Thursday, May 3, 2012

Stalled VA Hospitals And Clinics Dot The Landscape


The Veterans Administration currently has four hospitals and 55 medical clinics under construction around the country since 1998. According to House Veterans Affairs Committee Chairman Jeff Miller, all four hospital projects and 38 of the clinic projects are behind schedule, with a dozen of the clinic projects delayed more than three years. Total construction costs for the 59 buildings: $442 million.

“I am not assured the VA has the right team in place to oversee and manage these projects,” Miller says. “We have seen across VA contracting that there are deep rooted problems, and leadership allows these problems to persist. We hear over and over in testimony that no one is to blame, or held to account. Someone must be accountable for these problems. It appears we have a leadership vacuum which is an even larger problem.”
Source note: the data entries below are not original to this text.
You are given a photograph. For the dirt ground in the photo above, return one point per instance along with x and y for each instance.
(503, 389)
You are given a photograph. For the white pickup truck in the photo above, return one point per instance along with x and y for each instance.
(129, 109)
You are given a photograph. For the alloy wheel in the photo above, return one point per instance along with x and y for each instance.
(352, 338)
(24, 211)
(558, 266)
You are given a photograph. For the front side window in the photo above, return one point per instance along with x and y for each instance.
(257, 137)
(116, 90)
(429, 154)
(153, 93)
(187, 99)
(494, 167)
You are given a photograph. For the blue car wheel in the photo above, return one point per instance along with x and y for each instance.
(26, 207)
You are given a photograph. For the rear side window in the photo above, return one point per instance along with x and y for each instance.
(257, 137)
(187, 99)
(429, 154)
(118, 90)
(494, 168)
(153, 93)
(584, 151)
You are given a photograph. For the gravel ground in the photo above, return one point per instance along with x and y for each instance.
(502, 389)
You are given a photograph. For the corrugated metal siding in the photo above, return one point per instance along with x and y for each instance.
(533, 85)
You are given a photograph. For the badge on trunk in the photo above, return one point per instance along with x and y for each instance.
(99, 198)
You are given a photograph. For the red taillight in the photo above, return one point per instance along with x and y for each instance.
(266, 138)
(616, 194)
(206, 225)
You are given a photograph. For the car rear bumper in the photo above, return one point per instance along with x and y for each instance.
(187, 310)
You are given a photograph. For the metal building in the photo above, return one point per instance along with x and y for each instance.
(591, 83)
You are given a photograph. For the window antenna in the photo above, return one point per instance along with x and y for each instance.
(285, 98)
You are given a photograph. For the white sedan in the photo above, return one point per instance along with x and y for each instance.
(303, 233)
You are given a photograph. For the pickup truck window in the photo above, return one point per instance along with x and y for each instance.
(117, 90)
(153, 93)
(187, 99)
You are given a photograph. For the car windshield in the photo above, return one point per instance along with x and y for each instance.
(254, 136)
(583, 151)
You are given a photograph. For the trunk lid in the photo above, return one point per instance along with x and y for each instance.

The delayed VA hospital projects are in Denver, Las Vegas, New Orleans and Orlando. Denver’s hospital construction was delayed over a year when VA changed the concept from a hospital to a clinic, then later back to a hospital. Typical construction delays set the Las Vegas hospital project back four months. In New Orleans, the hospital project was delayed two years because  the City of New Orleans failed to deliver “construction ready” land from  November 2009 until April 2011. In Orlando, the hospital project was set back and pushed over budget by medical equipment purchase decisions that required repeated changes in the designed sizes of rooms to house the equipment.

Chairman Miller says the agency needs to develop an improved construction procurement process. “Until VA applies private sector principles to mitigate cost increases and schedule delays, we’ll have these problems,” he concludes.